Fitting Random Forest Regression to the dataset

In [29]:
from sklearn.ensemble import RandomForestRegressor
regressor = RandomForestRegressor(n_estimators=100,max_depth=6, min_samples_leaf=50,n_jobs=4)
regressor.fit(X_train, y_train)
Out[29]:
RandomForestRegressor(bootstrap=True, ccp_alpha=0.0, criterion='mse',
                      max_depth=6, max_features='auto', max_leaf_nodes=None,
                      max_samples=None, min_impurity_decrease=0.0,
                      min_impurity_split=None, min_samples_leaf=50,
                      min_samples_split=2, min_weight_fraction_leaf=0.0,
                      n_estimators=100, n_jobs=4, oob_score=False,
                      random_state=None, verbose=0, warm_start=False)

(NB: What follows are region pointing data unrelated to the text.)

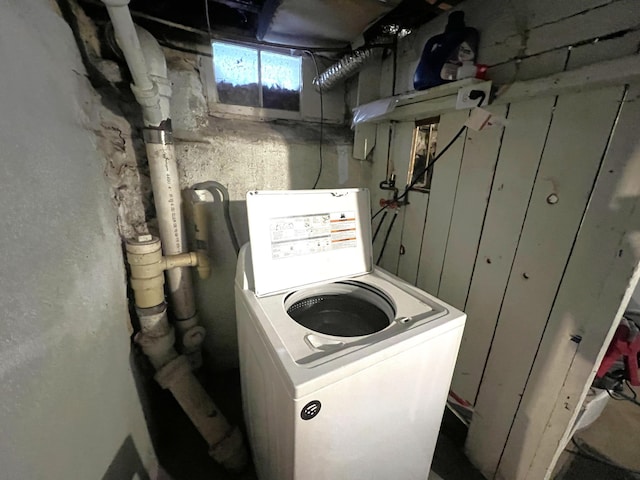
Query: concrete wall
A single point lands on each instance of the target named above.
(245, 155)
(70, 409)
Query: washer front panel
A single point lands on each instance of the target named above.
(308, 236)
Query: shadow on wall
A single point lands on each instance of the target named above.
(127, 464)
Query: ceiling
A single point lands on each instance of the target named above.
(329, 24)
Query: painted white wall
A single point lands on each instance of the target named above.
(70, 408)
(522, 40)
(634, 303)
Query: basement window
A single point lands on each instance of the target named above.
(423, 152)
(250, 80)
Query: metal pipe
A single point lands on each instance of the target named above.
(343, 69)
(152, 90)
(173, 371)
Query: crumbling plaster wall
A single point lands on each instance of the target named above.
(245, 155)
(70, 407)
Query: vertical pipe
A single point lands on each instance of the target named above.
(163, 170)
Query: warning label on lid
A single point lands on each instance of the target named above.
(308, 234)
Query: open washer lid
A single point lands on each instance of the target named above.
(301, 237)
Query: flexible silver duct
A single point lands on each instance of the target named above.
(343, 69)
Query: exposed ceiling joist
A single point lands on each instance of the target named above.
(239, 5)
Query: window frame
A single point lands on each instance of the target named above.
(261, 113)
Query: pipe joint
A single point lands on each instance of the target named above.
(116, 3)
(159, 136)
(171, 373)
(230, 452)
(148, 266)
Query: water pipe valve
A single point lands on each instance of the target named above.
(147, 263)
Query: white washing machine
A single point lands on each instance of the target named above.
(345, 368)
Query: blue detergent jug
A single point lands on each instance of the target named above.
(445, 53)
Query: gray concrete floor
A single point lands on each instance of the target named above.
(614, 438)
(183, 455)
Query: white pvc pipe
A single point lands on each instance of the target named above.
(143, 87)
(163, 171)
(151, 87)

Predicting the test set results

In [30]:
y_pred = regressor.predict(X_test)
y_pred
Out[30]:
array([1644.58503874, 1365.02660944,  607.55946827, ..., 1967.37127117,
       3679.8358505 , 1318.82000327])

We Get Accuracy of prdiction by Random Forest

In [31]:
rf_accuracy = round(regressor.score(X_train,y_train),2)
rf_accuracy
Out[31]:
0.61
In [32]:
r2_score(y_train, regressor.predict(X_train))
Out[32]:
0.6127340118877953
In [33]:
import warnings
warnings.filterwarnings('ignore')
cv_score = cross_val_score(regressor, X_train, y_train, cv=5)
print(np.sqrt(np.abs(cv_score)))
[0.78025888 0.76655097 0.75912421 0.78069719 0.77997061]
In [34]:
print("RMSE : %.4g" % np.sqrt(metrics.mean_squared_error(y_train, regressor.predict(X_train))))
RMSE : 1062

Since I’ll be making many models, instead of repeating the codes again and again, I would like to define a generic function which takes the algorithm and data as input and makes the model, performs cross-validation and generates submission.

In [35]:
submission = pd.DataFrame({
'Item_Identifier':test2['Item_Identifier'],
'Outlet_Identifier':test2['Outlet_Identifier'],
'Item_Outlet_Sales': y_pred
},columns=['Item_Identifier','Outlet_Identifier','Item_Outlet_Sales'])
In [36]:
submission.to_csv('submission3.csv',index=False)

Conclusion:

We started with making some hypothesis about the data without looking at it. Then we moved on to data exploration where we found out some nuances in the data which required remediation. Next, we performed data cleaning and feature engineering, where we imputed missing values and solved other irregularities, made new features and also made the data model-friendly by one-hot-coding. Finally we made random forest model and got a glimpse of how to tune them for better results and get 61% accuracy rate for sales predictions.